No wire on floor. So far no predators have dug under. I have them all too skunks, opossum, racoon, fox dogs coyotes etc. etc.


----------



## jnap31 (Sep 16, 2005)

Ed K said:


> No wire on floor. So far no predators have dug under. I have them all too skunks, opossum, racoon, fox dogs coyotes etc. etc.


You have been lucky then.


----------



## woodspirit (Aug 3, 2005)

$17.99 at TSC right now. I need them for the garden and tomatoes and for cows in the future. Right now mainly to help keep deer out. We have more deer per square foot here than the rest of the planet. :help: They've learned how to remove deer netting and move it out of the way to eat.


----------



## JulieLou42 (Mar 28, 2005)

What folks do in some places is to make two rows of fencing [field? barbed wire? electric?] 5 feet apart along the outer perimeter of what they want to protect. Works quite well, I hear from my sister in the Sierra foothills.

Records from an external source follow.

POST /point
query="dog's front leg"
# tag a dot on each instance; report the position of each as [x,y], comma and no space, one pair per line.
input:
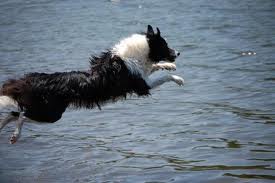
[17,132]
[7,120]
[153,83]
[165,65]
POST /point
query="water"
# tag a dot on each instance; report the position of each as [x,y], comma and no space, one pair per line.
[219,127]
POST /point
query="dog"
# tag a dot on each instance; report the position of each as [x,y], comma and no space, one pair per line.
[114,74]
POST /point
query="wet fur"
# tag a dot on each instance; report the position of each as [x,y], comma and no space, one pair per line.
[44,97]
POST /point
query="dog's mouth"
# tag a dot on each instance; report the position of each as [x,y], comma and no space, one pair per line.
[171,59]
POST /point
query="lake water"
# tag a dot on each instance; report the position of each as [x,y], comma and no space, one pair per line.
[218,127]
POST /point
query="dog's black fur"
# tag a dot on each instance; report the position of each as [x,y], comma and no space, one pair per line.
[44,97]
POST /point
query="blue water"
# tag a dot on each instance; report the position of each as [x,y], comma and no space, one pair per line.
[218,127]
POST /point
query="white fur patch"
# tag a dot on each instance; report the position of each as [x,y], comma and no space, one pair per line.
[135,47]
[7,103]
[134,50]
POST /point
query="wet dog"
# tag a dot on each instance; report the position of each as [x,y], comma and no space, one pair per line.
[123,70]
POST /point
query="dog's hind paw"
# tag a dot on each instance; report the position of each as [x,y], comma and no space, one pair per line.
[178,80]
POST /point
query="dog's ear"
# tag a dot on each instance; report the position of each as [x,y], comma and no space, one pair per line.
[150,31]
[158,32]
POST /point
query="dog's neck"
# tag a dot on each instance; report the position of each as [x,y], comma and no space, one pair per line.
[134,50]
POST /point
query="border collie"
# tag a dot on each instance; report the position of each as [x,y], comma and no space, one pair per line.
[124,69]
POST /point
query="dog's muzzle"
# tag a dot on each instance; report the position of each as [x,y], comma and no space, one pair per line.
[173,54]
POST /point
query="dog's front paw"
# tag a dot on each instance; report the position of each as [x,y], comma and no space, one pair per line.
[14,138]
[178,80]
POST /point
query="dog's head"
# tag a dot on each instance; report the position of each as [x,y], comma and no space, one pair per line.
[158,47]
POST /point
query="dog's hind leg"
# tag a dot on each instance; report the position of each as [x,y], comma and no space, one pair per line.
[17,132]
[11,117]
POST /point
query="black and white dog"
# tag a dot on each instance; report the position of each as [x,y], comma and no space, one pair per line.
[125,69]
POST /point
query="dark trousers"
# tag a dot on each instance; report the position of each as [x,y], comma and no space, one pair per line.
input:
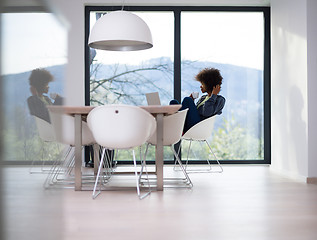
[192,116]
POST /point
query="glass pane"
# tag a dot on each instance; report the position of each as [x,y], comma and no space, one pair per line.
[29,41]
[125,77]
[233,43]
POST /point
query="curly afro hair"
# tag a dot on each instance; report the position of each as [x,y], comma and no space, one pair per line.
[210,77]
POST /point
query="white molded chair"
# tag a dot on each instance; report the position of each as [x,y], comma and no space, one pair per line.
[121,127]
[46,133]
[172,131]
[201,132]
[64,132]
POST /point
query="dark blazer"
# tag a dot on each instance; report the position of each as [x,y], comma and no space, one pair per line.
[38,108]
[212,106]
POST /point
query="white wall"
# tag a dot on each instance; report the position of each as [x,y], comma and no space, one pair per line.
[293,87]
[312,86]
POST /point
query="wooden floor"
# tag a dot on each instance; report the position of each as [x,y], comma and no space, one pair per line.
[244,202]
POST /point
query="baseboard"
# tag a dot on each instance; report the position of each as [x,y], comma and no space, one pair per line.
[311,180]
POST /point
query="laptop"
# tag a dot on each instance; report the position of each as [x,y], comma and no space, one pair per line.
[153,98]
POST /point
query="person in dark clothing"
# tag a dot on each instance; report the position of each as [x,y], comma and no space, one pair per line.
[209,104]
[39,81]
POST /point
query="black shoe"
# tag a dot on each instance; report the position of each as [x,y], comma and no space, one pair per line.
[90,164]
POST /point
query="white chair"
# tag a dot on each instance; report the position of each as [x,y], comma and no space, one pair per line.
[121,127]
[46,133]
[201,132]
[64,133]
[172,131]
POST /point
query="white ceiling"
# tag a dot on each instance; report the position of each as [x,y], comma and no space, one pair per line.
[35,3]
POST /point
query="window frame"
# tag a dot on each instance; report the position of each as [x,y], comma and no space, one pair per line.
[177,59]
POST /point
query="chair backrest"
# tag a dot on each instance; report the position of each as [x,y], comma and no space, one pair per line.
[121,126]
[45,129]
[173,128]
[201,130]
[64,129]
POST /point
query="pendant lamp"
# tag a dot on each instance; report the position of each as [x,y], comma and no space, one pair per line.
[120,31]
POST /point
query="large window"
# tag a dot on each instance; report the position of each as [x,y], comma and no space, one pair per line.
[186,40]
[29,40]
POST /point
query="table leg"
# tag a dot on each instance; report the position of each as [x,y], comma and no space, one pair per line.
[159,153]
[78,152]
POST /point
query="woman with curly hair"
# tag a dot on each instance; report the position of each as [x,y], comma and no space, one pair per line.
[39,80]
[209,104]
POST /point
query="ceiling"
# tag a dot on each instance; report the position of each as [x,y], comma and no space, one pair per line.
[40,3]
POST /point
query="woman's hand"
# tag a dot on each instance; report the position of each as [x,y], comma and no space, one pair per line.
[216,90]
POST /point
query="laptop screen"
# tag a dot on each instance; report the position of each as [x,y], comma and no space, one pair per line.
[153,98]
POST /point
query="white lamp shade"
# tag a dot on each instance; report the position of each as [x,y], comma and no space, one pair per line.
[120,31]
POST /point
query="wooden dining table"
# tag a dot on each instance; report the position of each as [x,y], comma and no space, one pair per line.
[158,111]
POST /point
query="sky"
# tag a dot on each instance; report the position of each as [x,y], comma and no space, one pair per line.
[31,40]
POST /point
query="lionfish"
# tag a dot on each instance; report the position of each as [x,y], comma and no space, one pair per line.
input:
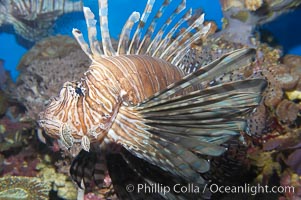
[34,19]
[139,97]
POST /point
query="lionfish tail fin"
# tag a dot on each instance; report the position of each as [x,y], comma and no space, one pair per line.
[145,40]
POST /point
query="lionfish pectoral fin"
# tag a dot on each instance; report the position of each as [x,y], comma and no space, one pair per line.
[88,169]
[130,131]
[228,63]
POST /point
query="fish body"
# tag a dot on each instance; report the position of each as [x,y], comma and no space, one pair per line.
[141,97]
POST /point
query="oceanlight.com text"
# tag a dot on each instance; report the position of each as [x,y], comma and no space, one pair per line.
[213,188]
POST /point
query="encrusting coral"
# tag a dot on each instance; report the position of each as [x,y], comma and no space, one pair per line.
[19,187]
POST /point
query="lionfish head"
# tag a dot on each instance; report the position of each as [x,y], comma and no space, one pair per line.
[66,118]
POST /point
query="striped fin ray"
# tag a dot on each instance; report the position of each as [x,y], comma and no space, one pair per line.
[200,121]
[230,62]
[150,30]
[158,37]
[130,132]
[137,35]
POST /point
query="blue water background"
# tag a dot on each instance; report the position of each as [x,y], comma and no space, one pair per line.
[285,28]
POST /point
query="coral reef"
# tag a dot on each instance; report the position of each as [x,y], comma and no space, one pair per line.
[18,187]
[45,68]
[32,19]
[242,16]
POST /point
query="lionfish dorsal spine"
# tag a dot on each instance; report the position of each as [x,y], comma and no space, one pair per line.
[141,25]
[175,46]
[105,34]
[160,33]
[166,48]
[126,31]
[162,43]
[150,30]
[92,32]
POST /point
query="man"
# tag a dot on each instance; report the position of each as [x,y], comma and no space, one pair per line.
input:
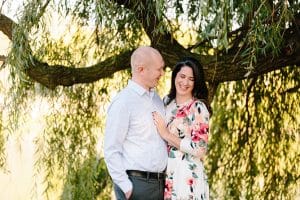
[135,154]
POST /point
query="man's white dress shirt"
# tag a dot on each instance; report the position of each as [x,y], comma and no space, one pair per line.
[131,139]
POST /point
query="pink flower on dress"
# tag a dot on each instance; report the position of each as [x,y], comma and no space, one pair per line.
[190,181]
[181,112]
[200,133]
[168,189]
[184,111]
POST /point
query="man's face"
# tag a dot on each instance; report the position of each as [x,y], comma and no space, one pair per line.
[153,72]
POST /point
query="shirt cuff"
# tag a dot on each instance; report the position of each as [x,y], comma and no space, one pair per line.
[125,186]
[185,145]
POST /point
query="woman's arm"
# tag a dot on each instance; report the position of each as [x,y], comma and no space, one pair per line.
[182,144]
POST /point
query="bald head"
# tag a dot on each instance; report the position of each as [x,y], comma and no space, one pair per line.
[143,56]
[147,66]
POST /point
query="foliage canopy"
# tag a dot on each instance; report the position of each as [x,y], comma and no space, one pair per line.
[70,54]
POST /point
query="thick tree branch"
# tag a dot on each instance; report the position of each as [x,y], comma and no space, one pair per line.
[6,25]
[217,69]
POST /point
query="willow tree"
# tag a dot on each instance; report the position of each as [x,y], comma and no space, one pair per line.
[251,56]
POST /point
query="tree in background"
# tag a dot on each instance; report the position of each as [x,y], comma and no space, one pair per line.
[254,44]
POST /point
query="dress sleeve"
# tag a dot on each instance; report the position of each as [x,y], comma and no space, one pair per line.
[197,141]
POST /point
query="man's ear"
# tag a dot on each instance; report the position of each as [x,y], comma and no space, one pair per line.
[140,68]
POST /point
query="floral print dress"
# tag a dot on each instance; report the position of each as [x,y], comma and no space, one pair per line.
[186,178]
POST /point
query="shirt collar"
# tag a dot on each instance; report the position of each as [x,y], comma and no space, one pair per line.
[139,89]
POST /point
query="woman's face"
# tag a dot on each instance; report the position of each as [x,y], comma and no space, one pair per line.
[184,82]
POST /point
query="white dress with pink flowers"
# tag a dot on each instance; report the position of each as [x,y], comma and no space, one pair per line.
[186,178]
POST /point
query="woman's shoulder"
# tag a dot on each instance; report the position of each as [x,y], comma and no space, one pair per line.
[167,100]
[200,105]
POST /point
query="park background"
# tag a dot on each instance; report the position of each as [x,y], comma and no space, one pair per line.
[61,62]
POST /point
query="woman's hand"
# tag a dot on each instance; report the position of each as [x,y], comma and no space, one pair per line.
[160,124]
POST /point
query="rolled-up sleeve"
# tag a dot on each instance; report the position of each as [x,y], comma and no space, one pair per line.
[116,129]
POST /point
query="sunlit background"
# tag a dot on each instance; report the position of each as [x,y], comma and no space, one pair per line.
[52,139]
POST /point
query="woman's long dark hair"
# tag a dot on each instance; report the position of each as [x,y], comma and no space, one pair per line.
[200,90]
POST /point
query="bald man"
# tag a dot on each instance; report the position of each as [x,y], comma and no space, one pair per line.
[135,154]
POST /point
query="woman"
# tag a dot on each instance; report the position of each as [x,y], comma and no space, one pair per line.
[186,132]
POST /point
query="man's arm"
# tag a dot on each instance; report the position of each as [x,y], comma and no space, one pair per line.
[117,124]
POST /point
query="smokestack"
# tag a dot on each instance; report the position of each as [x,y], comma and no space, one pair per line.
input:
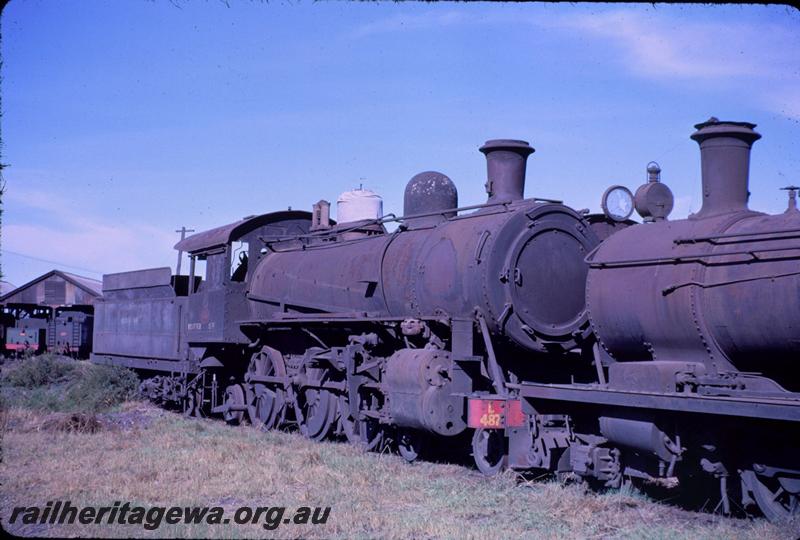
[505,164]
[725,162]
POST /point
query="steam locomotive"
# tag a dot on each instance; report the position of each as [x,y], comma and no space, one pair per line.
[588,345]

Another option is to keep a few dogs around, but fence the garden to keep them out instead, unless they are diggers after something in your garden. Ours aren't.

But, we have Canada Grey wolves 

[SEE -- http://www.clearwaterprogress.com/wolf attack.htm] 

and Black Bears, to name just two predators, so dogs could be essential here. Most of us are not happy about the INTRODUCTION of those wolves. Bears, so far in six years have pretty well stayed to themselves. :angel: 's watching over us!


----------